Chroniques

par gilles charlassier

Francesca da Rimini
opéra de Riccardo Zandonai

Opéra national du Rhin, Strasbourg
- 10 décembre 2017
Nicolas Raab met en scène "Francesca da Rimini" de Zandonai à Strasbourg
© klara beck

Mettre en scène un ouvrage qui puise son inspiration dans le passé et le corpus littéraire – en l'occurrence, ici, Gabriele d'Annunzio et sa fascination pourLa divina commedia de Dante – recèle une tentation, celle du poids de l'Histoire et de ses supposés sortilèges visuels, au risque de confondre le Décadentisme du poète italien avec un kitsch qui n'a de sens qu'au delà du versant septentrional des Alpes. À l'inverse de celle présentée à la Bastille il y a quelques saisons [lire notre chronique du 3 février 2011], la nouvelle production, confiée par l'Opéra national du Rhin à Nicolas Raab, assume un esthétisme économe et subtil qui s'abstient de la désuétude illustrative.

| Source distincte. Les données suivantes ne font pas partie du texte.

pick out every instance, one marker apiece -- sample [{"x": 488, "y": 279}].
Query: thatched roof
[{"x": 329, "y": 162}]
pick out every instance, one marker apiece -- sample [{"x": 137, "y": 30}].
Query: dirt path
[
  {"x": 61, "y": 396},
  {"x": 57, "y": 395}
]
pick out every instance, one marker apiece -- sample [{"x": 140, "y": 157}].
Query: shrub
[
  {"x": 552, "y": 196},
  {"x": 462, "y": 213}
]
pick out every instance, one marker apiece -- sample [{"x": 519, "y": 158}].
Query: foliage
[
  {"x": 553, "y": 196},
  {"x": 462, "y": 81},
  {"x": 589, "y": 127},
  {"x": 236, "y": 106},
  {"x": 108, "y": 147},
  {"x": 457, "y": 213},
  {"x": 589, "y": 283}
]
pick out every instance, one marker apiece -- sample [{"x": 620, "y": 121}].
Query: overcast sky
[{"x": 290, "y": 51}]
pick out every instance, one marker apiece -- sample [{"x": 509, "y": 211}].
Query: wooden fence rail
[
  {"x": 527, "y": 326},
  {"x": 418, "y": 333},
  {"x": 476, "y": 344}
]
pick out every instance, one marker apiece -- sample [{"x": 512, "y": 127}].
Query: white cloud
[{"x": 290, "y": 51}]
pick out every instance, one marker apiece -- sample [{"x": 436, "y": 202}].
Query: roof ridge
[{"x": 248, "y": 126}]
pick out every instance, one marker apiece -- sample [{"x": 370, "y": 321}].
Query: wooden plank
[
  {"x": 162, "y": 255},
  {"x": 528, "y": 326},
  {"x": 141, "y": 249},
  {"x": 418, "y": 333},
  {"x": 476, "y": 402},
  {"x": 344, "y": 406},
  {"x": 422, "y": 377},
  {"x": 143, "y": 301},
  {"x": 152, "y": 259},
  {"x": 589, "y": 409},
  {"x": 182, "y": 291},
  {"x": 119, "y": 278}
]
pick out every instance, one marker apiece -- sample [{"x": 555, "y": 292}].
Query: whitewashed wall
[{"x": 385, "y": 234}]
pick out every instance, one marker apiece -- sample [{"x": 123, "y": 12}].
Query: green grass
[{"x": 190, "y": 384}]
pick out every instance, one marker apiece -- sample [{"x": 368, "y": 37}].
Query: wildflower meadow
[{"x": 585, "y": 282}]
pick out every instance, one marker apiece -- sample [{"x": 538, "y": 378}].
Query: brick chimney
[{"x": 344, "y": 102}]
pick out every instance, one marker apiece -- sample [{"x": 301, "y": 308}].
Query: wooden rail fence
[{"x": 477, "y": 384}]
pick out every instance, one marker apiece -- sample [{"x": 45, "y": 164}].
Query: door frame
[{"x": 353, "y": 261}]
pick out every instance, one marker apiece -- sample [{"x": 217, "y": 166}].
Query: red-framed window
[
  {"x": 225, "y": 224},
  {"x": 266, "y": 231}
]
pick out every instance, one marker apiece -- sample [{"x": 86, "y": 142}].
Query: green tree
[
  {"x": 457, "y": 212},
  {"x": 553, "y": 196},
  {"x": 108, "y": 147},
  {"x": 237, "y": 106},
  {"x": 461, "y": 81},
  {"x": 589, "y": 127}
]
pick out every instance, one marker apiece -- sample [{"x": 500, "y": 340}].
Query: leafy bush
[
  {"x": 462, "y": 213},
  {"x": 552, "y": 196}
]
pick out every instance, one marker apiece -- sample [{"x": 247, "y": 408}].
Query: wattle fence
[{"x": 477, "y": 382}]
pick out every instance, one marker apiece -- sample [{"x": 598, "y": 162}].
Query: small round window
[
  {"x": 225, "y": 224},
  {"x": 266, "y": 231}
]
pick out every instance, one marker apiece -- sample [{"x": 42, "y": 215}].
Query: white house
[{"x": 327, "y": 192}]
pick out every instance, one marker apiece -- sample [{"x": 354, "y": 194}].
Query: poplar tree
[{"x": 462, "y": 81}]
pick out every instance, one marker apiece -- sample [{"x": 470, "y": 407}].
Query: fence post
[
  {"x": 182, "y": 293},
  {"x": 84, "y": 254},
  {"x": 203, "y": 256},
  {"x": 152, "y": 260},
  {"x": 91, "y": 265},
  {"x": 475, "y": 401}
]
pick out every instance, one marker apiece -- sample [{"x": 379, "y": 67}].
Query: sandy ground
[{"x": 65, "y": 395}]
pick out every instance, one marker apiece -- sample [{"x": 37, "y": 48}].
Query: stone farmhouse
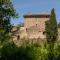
[{"x": 34, "y": 27}]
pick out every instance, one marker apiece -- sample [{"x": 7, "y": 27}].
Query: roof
[{"x": 37, "y": 16}]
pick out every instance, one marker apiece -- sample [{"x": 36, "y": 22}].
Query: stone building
[{"x": 34, "y": 26}]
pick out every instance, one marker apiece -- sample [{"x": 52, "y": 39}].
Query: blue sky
[{"x": 35, "y": 6}]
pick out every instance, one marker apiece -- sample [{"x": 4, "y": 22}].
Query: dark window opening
[
  {"x": 36, "y": 25},
  {"x": 26, "y": 29}
]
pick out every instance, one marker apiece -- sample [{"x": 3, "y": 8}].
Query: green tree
[
  {"x": 7, "y": 11},
  {"x": 59, "y": 25},
  {"x": 51, "y": 28},
  {"x": 51, "y": 33}
]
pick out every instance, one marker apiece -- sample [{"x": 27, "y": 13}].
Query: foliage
[
  {"x": 59, "y": 25},
  {"x": 10, "y": 51},
  {"x": 51, "y": 28},
  {"x": 7, "y": 11}
]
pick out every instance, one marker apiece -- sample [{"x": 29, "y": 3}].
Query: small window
[
  {"x": 26, "y": 29},
  {"x": 36, "y": 25}
]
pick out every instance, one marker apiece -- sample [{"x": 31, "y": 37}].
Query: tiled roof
[{"x": 37, "y": 16}]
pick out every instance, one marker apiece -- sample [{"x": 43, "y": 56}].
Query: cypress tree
[
  {"x": 7, "y": 12},
  {"x": 51, "y": 28}
]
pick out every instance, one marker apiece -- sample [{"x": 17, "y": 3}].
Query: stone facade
[{"x": 34, "y": 26}]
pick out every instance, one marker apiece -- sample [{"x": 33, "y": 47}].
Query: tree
[
  {"x": 59, "y": 25},
  {"x": 7, "y": 11},
  {"x": 51, "y": 28},
  {"x": 51, "y": 33}
]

Dessiné par Ashley Martin-Davis, le dispositif circulaire aux allures de forteresse pourrait aussi bien servir pour l'Allemonde de Maeterlinck et Debussy. Les teintes d'eau-forte rehaussées par les lumières de James Farncombe gravent le drame dans une stèle mnésique plus efficacement que le dédoublement de Francesca face à la reconstitution de la fatale rencontre avec l'émissaire de son futur époux, le frère de celui-ci, Paolo il Bello. La prédelle du mur rotatif est cillée de champs fossilisés, suggérant avec un admirable sens de l'esquisse les moissons environnantes. En rappelant une technique artistique d'une tradition qui remonte à l'époque de l'intrigue, la décantation visuelle consonne ainsi avec la veine historicisante de la pièce, plus qu'avec quelque aseptisation minimaliste. Quant aux couleurs des armures et des prothèses, où le rouge se mêle à l'anthracite monochrome dans lequel baigne le spectacle, la dialectique sobre souligne, presque comme une prémonition, les gueules cassées de la Grande Guerre, qui se déclarera quelques mois après la création de l'ouvrage à Turin.

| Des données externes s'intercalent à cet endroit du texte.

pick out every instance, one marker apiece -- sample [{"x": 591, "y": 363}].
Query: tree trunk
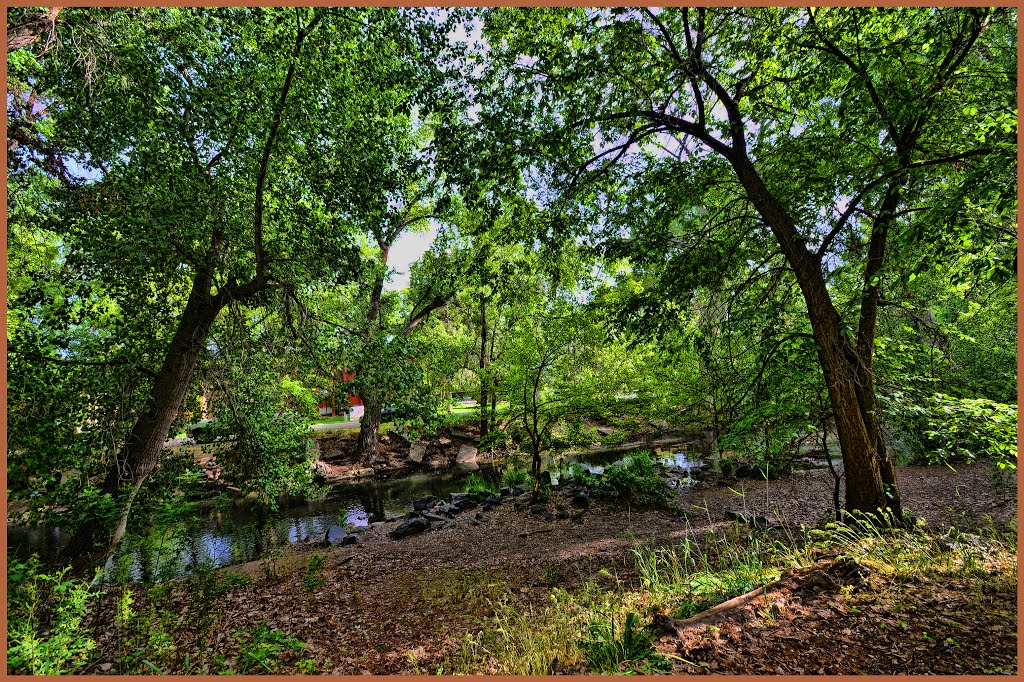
[
  {"x": 484, "y": 422},
  {"x": 865, "y": 492},
  {"x": 140, "y": 453},
  {"x": 369, "y": 426}
]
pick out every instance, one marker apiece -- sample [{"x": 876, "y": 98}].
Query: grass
[{"x": 608, "y": 630}]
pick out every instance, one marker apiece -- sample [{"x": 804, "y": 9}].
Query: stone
[
  {"x": 410, "y": 527},
  {"x": 466, "y": 455},
  {"x": 334, "y": 536},
  {"x": 425, "y": 503},
  {"x": 417, "y": 452},
  {"x": 753, "y": 520}
]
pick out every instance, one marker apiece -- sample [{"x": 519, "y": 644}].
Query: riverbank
[{"x": 409, "y": 605}]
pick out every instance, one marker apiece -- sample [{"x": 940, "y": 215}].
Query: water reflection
[{"x": 245, "y": 530}]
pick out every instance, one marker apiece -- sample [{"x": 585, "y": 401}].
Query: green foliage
[
  {"x": 313, "y": 576},
  {"x": 946, "y": 429},
  {"x": 45, "y": 614},
  {"x": 608, "y": 650},
  {"x": 514, "y": 477},
  {"x": 478, "y": 488},
  {"x": 263, "y": 648},
  {"x": 638, "y": 479}
]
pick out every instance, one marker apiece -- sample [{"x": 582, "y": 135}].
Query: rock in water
[
  {"x": 335, "y": 536},
  {"x": 467, "y": 455},
  {"x": 425, "y": 503},
  {"x": 417, "y": 452},
  {"x": 410, "y": 527}
]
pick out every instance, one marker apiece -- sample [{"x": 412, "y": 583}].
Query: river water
[{"x": 244, "y": 530}]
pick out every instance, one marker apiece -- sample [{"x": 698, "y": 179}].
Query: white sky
[{"x": 407, "y": 250}]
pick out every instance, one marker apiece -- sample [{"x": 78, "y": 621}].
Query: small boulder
[
  {"x": 425, "y": 503},
  {"x": 466, "y": 455},
  {"x": 581, "y": 500},
  {"x": 334, "y": 536},
  {"x": 410, "y": 527},
  {"x": 417, "y": 452},
  {"x": 753, "y": 520}
]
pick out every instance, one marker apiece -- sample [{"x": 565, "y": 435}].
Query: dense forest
[{"x": 511, "y": 340}]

Dans le rôle-titre, Saioa Hernández fait entendre une séduisante puissance qui ne brime pas le personnage dans une présupposée fragilité féminine dominée par son destin, laquelle serait à rebours des intentions dramaturgiques de la mise en scène. La fraternité triangulaire dans laquelle elle tombe ne témoigne guère de faiblesse. Marco Vratogna incarne la rudesse de l'époux bot, Giovanni lo Sciancato, sans sacrifier l'intégrité d'une voix solide [lire nos chroniques des 28 juin et 17 avril 2017, du 29 janvier 2016], quand le non moins valeureux Tom Randle résume la malveillante jalousie de Malatestino dall'Ochio [lire nos chroniques de Solaris, Alceste, Brokeback Mountain et Lulu]. Marcelo Puente clame, quant à lui, la vaillance solaire de Paolo il Bello, auquel on ne fera pas de reproches majeurs dans le frémissement manifeste de la sensibilité.

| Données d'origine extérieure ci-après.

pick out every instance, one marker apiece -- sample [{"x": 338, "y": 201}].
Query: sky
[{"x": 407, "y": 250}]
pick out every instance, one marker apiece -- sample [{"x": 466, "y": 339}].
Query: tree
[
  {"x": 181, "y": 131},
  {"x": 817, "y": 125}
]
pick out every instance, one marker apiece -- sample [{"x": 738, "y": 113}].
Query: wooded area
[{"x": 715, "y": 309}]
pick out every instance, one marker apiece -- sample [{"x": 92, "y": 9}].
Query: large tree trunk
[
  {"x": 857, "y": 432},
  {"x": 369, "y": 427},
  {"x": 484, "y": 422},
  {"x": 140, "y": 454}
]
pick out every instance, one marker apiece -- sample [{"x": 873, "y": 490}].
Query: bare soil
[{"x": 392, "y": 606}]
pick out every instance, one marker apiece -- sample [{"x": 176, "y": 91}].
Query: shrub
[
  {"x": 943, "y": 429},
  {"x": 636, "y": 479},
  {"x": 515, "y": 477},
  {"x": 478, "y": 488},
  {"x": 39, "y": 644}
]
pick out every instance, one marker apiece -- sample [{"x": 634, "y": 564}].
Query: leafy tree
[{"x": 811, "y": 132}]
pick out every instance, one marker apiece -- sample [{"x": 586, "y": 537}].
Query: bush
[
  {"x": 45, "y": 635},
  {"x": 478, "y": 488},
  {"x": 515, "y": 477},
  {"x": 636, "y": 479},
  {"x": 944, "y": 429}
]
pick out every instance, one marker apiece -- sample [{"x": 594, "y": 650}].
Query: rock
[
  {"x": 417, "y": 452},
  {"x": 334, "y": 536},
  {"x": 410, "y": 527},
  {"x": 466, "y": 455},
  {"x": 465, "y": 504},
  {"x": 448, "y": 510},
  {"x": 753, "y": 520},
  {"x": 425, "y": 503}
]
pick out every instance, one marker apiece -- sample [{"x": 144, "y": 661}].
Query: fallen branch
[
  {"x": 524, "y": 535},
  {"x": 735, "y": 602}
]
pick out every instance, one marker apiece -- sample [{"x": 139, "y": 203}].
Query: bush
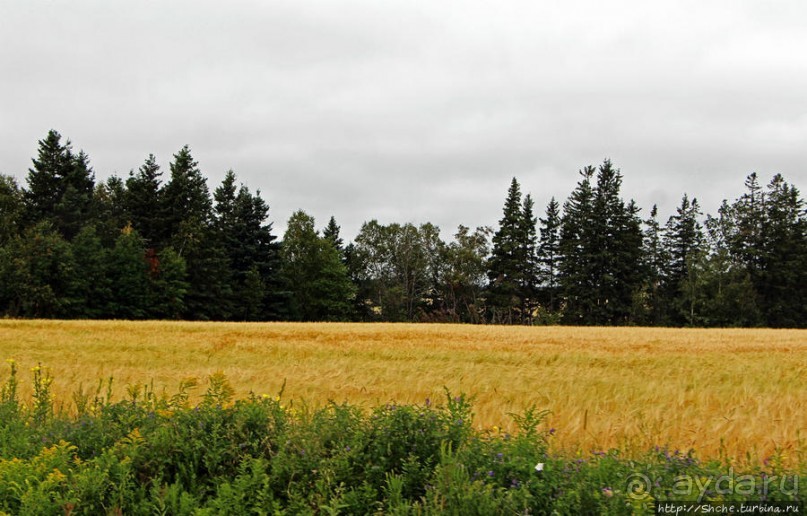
[{"x": 160, "y": 455}]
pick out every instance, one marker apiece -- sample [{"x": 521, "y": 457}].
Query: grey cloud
[{"x": 415, "y": 110}]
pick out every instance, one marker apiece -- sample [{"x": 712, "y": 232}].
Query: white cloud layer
[{"x": 415, "y": 110}]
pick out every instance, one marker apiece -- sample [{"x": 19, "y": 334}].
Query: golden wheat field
[{"x": 729, "y": 393}]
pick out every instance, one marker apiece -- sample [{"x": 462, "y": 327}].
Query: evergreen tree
[
  {"x": 60, "y": 186},
  {"x": 684, "y": 245},
  {"x": 549, "y": 260},
  {"x": 730, "y": 298},
  {"x": 528, "y": 291},
  {"x": 783, "y": 276},
  {"x": 37, "y": 274},
  {"x": 145, "y": 203},
  {"x": 92, "y": 287},
  {"x": 509, "y": 262},
  {"x": 650, "y": 306},
  {"x": 11, "y": 208},
  {"x": 251, "y": 250},
  {"x": 189, "y": 216},
  {"x": 317, "y": 279},
  {"x": 129, "y": 274},
  {"x": 464, "y": 277},
  {"x": 167, "y": 284},
  {"x": 576, "y": 265},
  {"x": 331, "y": 233},
  {"x": 110, "y": 213}
]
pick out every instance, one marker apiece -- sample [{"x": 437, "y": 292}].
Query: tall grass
[{"x": 738, "y": 395}]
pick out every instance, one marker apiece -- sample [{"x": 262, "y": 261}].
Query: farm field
[{"x": 734, "y": 394}]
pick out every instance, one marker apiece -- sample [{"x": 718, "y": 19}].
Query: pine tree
[
  {"x": 11, "y": 208},
  {"x": 331, "y": 233},
  {"x": 60, "y": 186},
  {"x": 650, "y": 306},
  {"x": 92, "y": 287},
  {"x": 576, "y": 266},
  {"x": 251, "y": 250},
  {"x": 528, "y": 291},
  {"x": 508, "y": 265},
  {"x": 465, "y": 275},
  {"x": 730, "y": 298},
  {"x": 189, "y": 222},
  {"x": 110, "y": 214},
  {"x": 145, "y": 204},
  {"x": 684, "y": 246},
  {"x": 167, "y": 285},
  {"x": 783, "y": 274},
  {"x": 129, "y": 273},
  {"x": 549, "y": 260},
  {"x": 37, "y": 274},
  {"x": 317, "y": 279}
]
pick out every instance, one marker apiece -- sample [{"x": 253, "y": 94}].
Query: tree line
[{"x": 163, "y": 247}]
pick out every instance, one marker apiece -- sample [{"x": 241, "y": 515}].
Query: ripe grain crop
[{"x": 737, "y": 394}]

Le reste de la pléthorique distribution complète efficacement le tableau.
Josy Santos affirme une Samaritana homogène, tandis qu'Ashley David Prewett incarne un Ostasio robuste [lire notre chronique du 1er février 2016]. Ancienne de l'Opéra Studio de l’institution alsacienne, Francesca Sorteni rejoint en Biancofiore d'actuels pensionnaires qui assument deux des autres suivantes de Francesca, Marta Bauzà (Garsenda) et Fanny Lustaud (Adonella), la quatrième, Altichiara, revenant à Claire Péron – mais également Stefan Sbonnik en Toldo Berardengo et Dionysos Idis en Ménestrel, non dénués de promesses. Mentionnons encore l'esclave Smaragdi, dévolu à Idunnu Münch, ainsi que l'Arbalétrier et le Guetteur, confiés respectivement à Sébastien Park et Fabien Gaschy, membres du vigoureux Chœur maison, préparé par Sandrine Abello. On ne s'attardera pas sur les deux autres noms en bas de casting, le double de l'héroïne éponyme, Francesca jeune, dont Marion Frizot offre la figuration, et les cris du prisonnier, Thibault Gassmann.

À la tête de l'Orchestre Philharmonique de Strasbourg, Giuliano Carella s'attache à mettre en valeur la force dramatique d'une partition privilégiant une sonorité dense, sinon compacte, un peu mate, qu'on peut rapprocher de pièces contemporaines d'Alfredo Casella.